In the end, I generally receive much more traffic at the same amount of advertising dollars than if I had stayed at #1 on fewer keywords.
Another thing to consider is that position #1 probably gets more than its fair share of "errant" clicks - especially on the Adwords partners because the ads are at the top instead of the side. People naturally click on #1 because it is the first one, so it kind of becomes a "test" click for the search results. I think most people who are genuinely looking for product will continue searching by looking at results #2 or 3 or more. And as Shak said, if your site is designed better to convert the traffic, you win.
No, I don't. Part of the problem (or benefit, as I choose to see it) with Adwords is that there is no hard and fast #1, 2, 3 position like Overture. Even when I have been the highest bidder on a certain keyword, my average position comes out something like 1.2 or 1.5.

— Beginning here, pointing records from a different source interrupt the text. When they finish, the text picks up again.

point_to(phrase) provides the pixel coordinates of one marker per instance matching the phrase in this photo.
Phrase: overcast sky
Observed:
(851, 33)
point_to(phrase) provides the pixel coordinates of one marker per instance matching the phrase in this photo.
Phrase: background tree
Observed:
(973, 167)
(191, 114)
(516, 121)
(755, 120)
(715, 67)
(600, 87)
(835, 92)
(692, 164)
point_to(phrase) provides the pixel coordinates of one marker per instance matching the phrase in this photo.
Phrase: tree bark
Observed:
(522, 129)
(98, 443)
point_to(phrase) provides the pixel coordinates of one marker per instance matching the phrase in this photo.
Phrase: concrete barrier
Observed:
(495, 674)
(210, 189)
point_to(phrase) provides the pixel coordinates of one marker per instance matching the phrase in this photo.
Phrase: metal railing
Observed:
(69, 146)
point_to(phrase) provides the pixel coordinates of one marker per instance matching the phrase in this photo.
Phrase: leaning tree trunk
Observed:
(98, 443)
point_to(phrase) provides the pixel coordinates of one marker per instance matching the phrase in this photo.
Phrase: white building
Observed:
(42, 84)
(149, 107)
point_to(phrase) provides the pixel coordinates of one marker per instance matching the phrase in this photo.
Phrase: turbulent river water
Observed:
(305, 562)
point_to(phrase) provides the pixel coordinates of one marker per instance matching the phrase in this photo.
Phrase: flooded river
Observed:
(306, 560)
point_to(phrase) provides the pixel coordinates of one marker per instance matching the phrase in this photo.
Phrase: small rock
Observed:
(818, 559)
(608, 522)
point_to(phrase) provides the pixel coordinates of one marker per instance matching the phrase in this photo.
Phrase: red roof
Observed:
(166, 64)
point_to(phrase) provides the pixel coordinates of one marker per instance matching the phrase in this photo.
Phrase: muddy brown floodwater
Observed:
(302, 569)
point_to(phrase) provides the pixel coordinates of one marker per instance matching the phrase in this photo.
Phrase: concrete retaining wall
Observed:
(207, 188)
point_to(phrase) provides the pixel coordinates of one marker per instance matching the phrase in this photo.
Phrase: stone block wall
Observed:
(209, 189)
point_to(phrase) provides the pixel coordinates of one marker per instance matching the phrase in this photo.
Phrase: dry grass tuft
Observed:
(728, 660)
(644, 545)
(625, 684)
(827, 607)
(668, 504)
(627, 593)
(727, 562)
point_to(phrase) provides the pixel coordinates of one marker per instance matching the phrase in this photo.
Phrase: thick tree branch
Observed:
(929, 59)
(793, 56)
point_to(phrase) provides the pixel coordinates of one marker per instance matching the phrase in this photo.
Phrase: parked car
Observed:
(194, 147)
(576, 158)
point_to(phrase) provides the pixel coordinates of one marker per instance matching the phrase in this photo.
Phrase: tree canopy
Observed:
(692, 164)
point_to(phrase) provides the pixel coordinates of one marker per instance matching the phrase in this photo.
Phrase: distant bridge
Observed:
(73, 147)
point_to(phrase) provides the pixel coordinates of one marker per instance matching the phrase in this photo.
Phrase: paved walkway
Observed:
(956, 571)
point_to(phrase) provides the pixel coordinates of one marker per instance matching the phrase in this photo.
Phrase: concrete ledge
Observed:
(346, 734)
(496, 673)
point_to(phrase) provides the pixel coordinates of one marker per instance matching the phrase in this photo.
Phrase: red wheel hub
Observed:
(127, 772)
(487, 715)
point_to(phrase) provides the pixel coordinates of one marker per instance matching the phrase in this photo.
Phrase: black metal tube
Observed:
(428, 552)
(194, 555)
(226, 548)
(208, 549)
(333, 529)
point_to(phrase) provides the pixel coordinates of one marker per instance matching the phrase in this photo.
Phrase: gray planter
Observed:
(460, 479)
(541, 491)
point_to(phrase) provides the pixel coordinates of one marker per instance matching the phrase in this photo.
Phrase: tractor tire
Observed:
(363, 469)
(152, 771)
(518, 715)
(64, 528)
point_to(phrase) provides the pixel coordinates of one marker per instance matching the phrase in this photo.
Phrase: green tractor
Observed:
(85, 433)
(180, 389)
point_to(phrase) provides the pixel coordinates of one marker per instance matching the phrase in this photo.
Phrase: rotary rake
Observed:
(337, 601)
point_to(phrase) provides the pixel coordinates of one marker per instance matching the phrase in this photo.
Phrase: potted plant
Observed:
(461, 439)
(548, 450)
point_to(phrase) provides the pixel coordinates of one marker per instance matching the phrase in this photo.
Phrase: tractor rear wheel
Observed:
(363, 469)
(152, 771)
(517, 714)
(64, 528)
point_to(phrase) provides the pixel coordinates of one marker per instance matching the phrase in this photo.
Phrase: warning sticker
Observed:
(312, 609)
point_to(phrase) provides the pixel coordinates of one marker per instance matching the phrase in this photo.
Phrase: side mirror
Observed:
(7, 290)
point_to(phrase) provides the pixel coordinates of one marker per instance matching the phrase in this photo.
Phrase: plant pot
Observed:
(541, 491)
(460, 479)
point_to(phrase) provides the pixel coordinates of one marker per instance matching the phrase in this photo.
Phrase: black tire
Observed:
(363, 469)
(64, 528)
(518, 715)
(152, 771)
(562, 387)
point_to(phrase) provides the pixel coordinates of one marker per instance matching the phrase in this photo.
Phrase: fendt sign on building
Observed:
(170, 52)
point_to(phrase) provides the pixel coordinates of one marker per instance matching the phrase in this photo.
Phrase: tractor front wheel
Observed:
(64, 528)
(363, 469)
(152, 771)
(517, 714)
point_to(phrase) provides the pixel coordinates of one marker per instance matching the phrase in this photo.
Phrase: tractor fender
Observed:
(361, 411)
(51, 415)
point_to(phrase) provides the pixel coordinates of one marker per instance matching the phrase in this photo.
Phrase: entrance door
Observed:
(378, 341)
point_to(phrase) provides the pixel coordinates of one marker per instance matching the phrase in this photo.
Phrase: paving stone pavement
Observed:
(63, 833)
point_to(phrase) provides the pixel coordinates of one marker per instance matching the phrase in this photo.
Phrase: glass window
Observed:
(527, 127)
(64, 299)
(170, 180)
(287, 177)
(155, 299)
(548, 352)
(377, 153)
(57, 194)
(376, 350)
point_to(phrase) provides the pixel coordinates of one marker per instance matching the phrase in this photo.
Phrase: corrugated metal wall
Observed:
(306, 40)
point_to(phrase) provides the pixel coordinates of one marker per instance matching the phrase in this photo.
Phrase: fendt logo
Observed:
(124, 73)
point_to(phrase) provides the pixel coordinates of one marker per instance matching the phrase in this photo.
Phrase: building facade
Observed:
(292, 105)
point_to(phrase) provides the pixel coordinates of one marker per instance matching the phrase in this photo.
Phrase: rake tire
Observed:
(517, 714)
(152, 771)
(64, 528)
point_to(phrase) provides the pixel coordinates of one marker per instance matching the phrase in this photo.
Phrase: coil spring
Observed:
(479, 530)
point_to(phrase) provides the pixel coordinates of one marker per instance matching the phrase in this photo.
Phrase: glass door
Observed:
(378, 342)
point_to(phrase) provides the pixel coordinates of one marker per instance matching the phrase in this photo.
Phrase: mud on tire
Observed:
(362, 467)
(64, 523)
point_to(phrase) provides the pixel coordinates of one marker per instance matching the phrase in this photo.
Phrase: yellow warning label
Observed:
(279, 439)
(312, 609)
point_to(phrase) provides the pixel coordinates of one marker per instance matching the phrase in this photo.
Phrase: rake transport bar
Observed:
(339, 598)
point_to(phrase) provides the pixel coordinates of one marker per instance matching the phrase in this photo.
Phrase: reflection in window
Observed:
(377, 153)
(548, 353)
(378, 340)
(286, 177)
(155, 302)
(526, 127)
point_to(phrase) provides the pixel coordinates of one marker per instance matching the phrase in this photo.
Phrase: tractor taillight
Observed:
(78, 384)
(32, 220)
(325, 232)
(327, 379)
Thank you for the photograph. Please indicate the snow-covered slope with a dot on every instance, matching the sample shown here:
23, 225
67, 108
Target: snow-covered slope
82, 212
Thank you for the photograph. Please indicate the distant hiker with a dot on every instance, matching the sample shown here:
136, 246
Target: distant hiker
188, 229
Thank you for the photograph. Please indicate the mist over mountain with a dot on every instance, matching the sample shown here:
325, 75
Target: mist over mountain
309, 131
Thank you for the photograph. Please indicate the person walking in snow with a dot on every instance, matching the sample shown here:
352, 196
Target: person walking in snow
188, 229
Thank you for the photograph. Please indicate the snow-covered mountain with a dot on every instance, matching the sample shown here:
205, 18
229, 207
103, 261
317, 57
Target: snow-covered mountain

I also think it is difficult to find exact CPC values because advertiser's budgets differ. For example, you may have one person bidding high but their daily budget is only $10. That would potentially leave a large amount of unsold keyword inventory available at a lesser CPC.
Further muddying the waters is that Adwords (unlike Overture) "rewards" for high clickthrough % by placing you higher. I tend to concentrate on writing good copy that gets better clickthrough than my competitors. It's like getting a free position upgrade.